1. This is an application for revision of an order of the Additional Sessions Judge of Moradabad, confirming an order of a Magistrate of the first class whereby the applicant was convicted of an offence under Section 379, Indian Penal Code, and sentenced to pay a fine.
2. The facts found are that the applicant snatched some books from a boy as he was coming out of school and told the boy that he would return the books if he came to his house. Both the Judge and the Magistrate have found that the object of the applicant was to get the boy into his house and commit an unnatural offence upon him.
3. The question for decision is whether the applicant committed theft. There seems no doubt that on the facts stated the applicant could not be convicted of larceny under the common law.
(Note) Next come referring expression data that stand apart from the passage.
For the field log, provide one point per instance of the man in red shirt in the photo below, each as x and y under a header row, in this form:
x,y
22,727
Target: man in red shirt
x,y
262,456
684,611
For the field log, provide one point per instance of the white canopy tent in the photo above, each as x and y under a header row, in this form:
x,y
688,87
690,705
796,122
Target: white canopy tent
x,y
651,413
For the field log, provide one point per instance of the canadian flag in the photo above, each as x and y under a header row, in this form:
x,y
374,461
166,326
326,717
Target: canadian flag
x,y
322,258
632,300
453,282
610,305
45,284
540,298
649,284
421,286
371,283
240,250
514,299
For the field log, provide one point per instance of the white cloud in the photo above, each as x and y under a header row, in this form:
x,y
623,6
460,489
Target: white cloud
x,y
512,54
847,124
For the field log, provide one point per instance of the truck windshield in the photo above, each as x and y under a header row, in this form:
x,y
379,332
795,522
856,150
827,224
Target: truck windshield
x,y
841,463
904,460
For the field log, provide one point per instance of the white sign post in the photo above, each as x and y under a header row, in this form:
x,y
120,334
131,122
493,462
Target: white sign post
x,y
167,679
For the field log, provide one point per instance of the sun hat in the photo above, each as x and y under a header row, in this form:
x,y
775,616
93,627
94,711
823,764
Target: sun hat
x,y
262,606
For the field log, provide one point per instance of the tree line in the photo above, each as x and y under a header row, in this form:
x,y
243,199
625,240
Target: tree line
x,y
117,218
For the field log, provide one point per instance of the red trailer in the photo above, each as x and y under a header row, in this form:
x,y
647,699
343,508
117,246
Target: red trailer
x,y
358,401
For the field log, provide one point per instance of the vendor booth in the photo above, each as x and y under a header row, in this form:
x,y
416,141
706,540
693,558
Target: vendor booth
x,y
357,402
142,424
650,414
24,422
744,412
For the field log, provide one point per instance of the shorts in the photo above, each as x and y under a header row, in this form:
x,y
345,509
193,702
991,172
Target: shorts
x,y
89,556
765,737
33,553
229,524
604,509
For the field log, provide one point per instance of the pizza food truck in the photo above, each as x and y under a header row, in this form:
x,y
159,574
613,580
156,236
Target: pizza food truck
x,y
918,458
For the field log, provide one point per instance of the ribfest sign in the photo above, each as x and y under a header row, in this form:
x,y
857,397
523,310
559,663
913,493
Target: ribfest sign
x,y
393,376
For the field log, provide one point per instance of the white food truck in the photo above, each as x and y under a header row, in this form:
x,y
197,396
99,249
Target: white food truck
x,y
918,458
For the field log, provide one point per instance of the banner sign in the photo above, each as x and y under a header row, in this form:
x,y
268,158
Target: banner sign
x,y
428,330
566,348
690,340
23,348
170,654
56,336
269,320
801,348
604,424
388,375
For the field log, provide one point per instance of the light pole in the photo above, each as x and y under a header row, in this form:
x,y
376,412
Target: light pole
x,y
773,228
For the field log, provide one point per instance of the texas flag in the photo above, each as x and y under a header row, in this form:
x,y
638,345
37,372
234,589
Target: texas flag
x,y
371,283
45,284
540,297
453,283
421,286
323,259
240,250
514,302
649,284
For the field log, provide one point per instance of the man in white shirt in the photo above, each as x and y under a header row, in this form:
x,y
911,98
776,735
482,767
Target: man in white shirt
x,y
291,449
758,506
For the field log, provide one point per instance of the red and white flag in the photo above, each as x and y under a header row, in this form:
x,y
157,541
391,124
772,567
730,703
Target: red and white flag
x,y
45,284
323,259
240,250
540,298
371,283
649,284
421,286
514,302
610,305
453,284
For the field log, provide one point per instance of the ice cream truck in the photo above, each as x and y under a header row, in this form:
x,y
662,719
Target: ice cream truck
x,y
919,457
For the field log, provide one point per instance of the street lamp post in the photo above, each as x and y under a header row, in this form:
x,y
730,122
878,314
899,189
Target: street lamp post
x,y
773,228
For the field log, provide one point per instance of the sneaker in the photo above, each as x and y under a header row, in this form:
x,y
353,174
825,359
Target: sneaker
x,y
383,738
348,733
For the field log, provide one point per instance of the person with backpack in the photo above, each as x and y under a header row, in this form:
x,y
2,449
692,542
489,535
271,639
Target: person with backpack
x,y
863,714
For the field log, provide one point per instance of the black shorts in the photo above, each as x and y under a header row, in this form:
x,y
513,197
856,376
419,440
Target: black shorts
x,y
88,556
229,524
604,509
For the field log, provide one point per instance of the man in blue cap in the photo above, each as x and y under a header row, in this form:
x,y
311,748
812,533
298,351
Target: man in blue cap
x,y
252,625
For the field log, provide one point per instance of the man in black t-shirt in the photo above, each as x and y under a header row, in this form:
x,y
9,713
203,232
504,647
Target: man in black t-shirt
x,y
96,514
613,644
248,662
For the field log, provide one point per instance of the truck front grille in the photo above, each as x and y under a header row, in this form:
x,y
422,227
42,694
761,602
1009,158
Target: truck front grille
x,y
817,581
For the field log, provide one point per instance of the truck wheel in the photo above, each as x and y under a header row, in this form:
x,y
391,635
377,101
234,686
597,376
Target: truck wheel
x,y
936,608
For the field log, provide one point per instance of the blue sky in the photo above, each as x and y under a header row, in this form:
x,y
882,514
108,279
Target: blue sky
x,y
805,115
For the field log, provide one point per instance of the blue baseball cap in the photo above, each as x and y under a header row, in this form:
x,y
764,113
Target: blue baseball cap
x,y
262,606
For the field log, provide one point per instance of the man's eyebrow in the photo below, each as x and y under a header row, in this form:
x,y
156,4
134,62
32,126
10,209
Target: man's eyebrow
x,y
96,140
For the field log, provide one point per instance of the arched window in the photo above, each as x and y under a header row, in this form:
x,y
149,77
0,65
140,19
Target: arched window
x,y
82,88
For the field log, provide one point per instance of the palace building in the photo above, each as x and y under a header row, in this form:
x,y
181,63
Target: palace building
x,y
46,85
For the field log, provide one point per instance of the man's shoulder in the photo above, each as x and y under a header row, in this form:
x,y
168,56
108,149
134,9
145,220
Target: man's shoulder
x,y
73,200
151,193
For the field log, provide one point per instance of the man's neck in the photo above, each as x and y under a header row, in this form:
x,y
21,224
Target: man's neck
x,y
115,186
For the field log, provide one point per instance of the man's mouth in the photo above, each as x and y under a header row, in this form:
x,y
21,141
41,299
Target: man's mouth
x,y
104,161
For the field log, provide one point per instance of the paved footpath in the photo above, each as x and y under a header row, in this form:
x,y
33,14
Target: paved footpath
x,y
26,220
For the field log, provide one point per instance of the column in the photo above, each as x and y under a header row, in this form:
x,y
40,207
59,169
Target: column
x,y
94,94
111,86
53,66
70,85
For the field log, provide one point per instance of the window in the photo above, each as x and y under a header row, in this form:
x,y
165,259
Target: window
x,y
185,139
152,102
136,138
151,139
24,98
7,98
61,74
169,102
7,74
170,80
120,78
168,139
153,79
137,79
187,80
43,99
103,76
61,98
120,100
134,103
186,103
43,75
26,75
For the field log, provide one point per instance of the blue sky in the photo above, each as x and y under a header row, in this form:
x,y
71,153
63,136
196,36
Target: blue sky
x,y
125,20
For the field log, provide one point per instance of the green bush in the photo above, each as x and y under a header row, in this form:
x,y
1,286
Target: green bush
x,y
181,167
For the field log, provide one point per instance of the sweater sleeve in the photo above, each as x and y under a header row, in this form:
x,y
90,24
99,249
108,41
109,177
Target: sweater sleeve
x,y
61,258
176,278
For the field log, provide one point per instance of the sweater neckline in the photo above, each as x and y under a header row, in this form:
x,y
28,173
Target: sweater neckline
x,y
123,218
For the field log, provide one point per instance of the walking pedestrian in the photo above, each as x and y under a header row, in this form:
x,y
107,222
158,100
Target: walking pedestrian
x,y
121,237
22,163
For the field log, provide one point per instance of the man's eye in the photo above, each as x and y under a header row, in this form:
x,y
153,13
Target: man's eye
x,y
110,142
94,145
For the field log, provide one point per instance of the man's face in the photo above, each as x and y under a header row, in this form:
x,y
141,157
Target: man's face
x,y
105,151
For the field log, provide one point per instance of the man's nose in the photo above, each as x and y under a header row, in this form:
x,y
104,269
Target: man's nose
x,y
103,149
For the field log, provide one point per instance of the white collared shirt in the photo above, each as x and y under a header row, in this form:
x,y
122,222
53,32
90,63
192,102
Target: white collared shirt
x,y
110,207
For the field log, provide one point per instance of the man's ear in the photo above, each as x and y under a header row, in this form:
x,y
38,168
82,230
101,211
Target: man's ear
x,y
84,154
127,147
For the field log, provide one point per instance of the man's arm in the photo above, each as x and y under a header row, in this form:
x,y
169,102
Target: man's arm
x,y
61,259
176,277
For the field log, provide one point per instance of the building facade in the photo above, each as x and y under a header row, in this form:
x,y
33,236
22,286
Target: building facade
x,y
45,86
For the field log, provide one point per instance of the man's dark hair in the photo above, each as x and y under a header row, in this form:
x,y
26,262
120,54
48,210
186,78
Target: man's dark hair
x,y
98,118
I mention this because my attention has been called to an old English case, in which, on facts not unlike those of the present case, the accused was acquitted. In that case the prisoner took from a house in the night a young girl's bonnet and some other articles of her dress and carried them to a hay-mow where he had twice had connection with her. The jury thought that he took them in order that the girl might again go to the mow, and he might have another opportunity of soliciting her to repeat the connection. It was held that the prisoner had not committed larceny. R. v. Dickinson (1820) R. and R. In order to constitute larceny there must be an intention to take entire dominion over the property. i.e., the taker must intend to appropriate the property to his own use.
4. Under the Indian Penal Code 'whoever, intending to take dishonestly any movable property out of the possession of any person without that person's consent, moves that property in order to such taking, is said to commit theft.' The question is whether the applicant look the books 'dishonestly' --all the other ingredients of theft are present. 'Dishonestly' is thus defined in Section 24, Indian Penal Code:--'whoever does anything with the intention of causing wrongful gain to one person or wrongful loss to another, is said to do that thing dishonestly.' In Section 23 wrongful gain and wrongful loss are defined thus:-- 'Wrongful gain is the gain by unlawful means of property to which the person gaining it is not legally entitled ; and wrongful loss is the loss by unlawful means of property to which the person losing it is legally entitled.' It has been held in several cases that theft may be committed even where there is no intention to deprive the owner of t e property permanently. A familiar instance is that of a person who seizes the property of another in order to compel that other to pay a sum of money to which the former hat no claim ; Prosonno Kumar Palra v. Udoy Sant (1895) I.L.R. 22 Calc. 669 There is a difference of opinion as to whether it is theft to take the property of another in order to compel payment of a just debt--Queen-Empress v. Ajhu Muhammad Yusuf (1896) I.L.R. 18 All. 88 but it has never been suggested that there can be no theft unless there is an intention to deprive the owner or the property permanently. In the present case there was wrongful gain to the applicant and 'wrongful loss' to the school-boy within the definition of those terms in the Code. I must, therefore, hold that the applicant took the books dishonestly and that he was rightly convicted of theft under Section 379, Indian Penal Code. This application is dismissed.